One day we set out for our walk. As we left the house where we were living there came a sound of distant thunder. I laughed and said that it must be Thor, the Norse god of thunder and lightning exercising his skills with the magic hammer, Miolnir. We did not consider turning back. Both, Nancy and I, figured we were not likely to have a real thunder and lightning storm as we know them at home; it never gets hot enough in Sweden for that.
At a point where the land in the deer park reaches out into Lake Malaren, the furthest distance from our house, the storm god confronted us, face to face. Nancy said, “I can hear the rain in the trees across the lake”. I saw the first flash of lightning reaching down from a dark threatening cloud. We both looked up at the trees overhead that were now swaying in a strong gusting wind. I knew better than to take shelter under one of the trees, we picked up our pace to escape the woods and find a shelter made by humans. As we neared the exit of the deer park, we met a young, Swedish couple entering the park for a run. I remember thinking, “these crazy Swedes don’t understand the danger present in a real thunderstorm; well, if they get struck by lightning, then they derserve the pain and suffering for not knowing the stories of Thor and his magic hammer”.
Nancy and I found partial shelter from the storm when we came out of the deer park. In the lea of a three story building we huddled against a wall to escape the sheets of rain racing across the lake. I figured any lightning would strike the building and not us. For thirty minutes we repeatedly hunched our shoulders as lightning cracked overhead. Finally, the sky started to lighten, and the storm passed on it’s way to the west…and the young Swedish runners emerged from the deer park, wet, but still running defiant of any danger from Thor’s hammer. I thought, “maybe they know something about Thor that I don’t know. Maybe they are the embodiment of young Norse gods come to earth!”
Soaked to the skin and cold, feeling very human and volnerable, Nancy and I hurried home through the wake of our first Swedish thunderstorm.
That night I dreamed of a strong anima figure that I felt the need to subdue by force. In the morning I reflected on the dream: I thought of my masculine need to control the forces of nature inside and outside of myself.
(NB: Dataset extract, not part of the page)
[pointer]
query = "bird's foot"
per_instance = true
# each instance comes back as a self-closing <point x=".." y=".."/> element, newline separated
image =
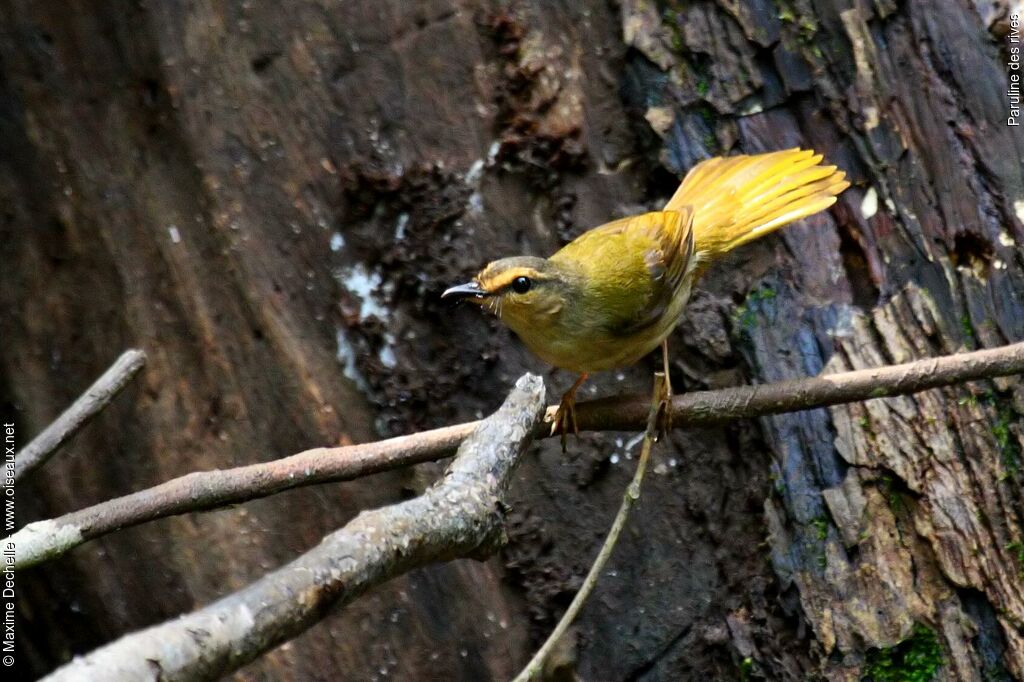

I thought about John Muir: how would Muir have responded to my Swedish thunderstorm?
This reflection on John Muir brings me back to my subject of numinosity. Was my experience of a Swedish thunderstorm numinous? Certainly it fit the catagory of an experience in the natural world that takes us outside the boundries of experience that we can control. I felt threatened and in awe. I was not proud of my response to the experience. I rather wish I could have been like the young Swedish runners, daring the numinous and exaltant in the experience. Maybe I am making them more than they imagined or experienced. But then, I am a storyteller, bound to creating gods in my imagination.